BACKGROUND OF THE INVENTION 1. Field of the Invention The present invention relates to a thermal battery, and more particularly to a thermal insulator for a thermal battery.

[0002]

2. Description of the Related Art A thermal battery is a battery in which a eutectic salt such as LiCl-KCl is used as an electrolyte. At room temperature, the electrolyte is a solid non-conductive material. The battery is a battery having such a property that the electrolyte becomes a good ion-conductive molten salt, becomes active as a battery, and can supply electric power to the outside.

This type of battery has practically no self-discharge inside the battery as compared with a general battery, and exhibits the same discharge characteristics as immediately after production even after long-term storage. The exothermic agent for heating the unit cell is incorporated at the time of manufacturing, and the exothermic agent acts when the battery is used, so that the battery can be activated instantaneously, which is convenient for emergency use. Since the electrode is operated at a high temperature, the electrode reaction easily proceeds and has high output characteristics. Because of these features, it has been put to practical use as a power source in the fields of various flying objects and guidance equipment.

[0004] In general, a thermal battery is activated by instantaneously applying a current of 0.5 to several A to an igniter from an external terminal for activation of the thermal battery. For cases where it is not possible to use a power source for ignition due to the system, there has been proposed a thermal battery provided with a piezoelectric igniter that ignites using a high voltage generated when a piezoelectric element is hit.
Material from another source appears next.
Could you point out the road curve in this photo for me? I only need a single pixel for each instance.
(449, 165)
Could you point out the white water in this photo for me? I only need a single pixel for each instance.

Thus, the ignition charge is ignited, and the flame ignites and burns the exothermic agent. The combustion heat heats the unit cell, the electrolyte in the unit cell melts, instantaneously generates power, and can supply power to the outside. Structurally, a power generation unit in which unit cells and exothermic agents are alternately stacked, a igniter for starting up, a heat insulating material for keeping heat, etc. are contained in a metal container, and a fitting part with the battery lid is TIG-welded. With a completely sealed structure. For this reason, impact resistance, which is one of the environmental resistances, also has better characteristics than other batteries,
The limit of the thermal battery is about 5,000 G, and it has a drawback that it is difficult to use the thermal battery in applications exceeding the impact resistance.

[0005]

In a conventional thermal battery having the above-mentioned disadvantage, an alumina sintered body was used for the lid heat insulator. However, if the impact resistance exceeds 5,000 G, the impact force is reduced. For this reason, the power generation unit below the lid heat insulator collides with the lid heat insulator, and the lid heat insulator is destroyed, so that the tightening pressure of the power generation unit decreases and the contact resistance increases. In particular, the utilization rate of the active material of the unit cell at the time of high rate discharge decreases, the output voltage decreases,
The problem of deterioration of the discharge life occurred.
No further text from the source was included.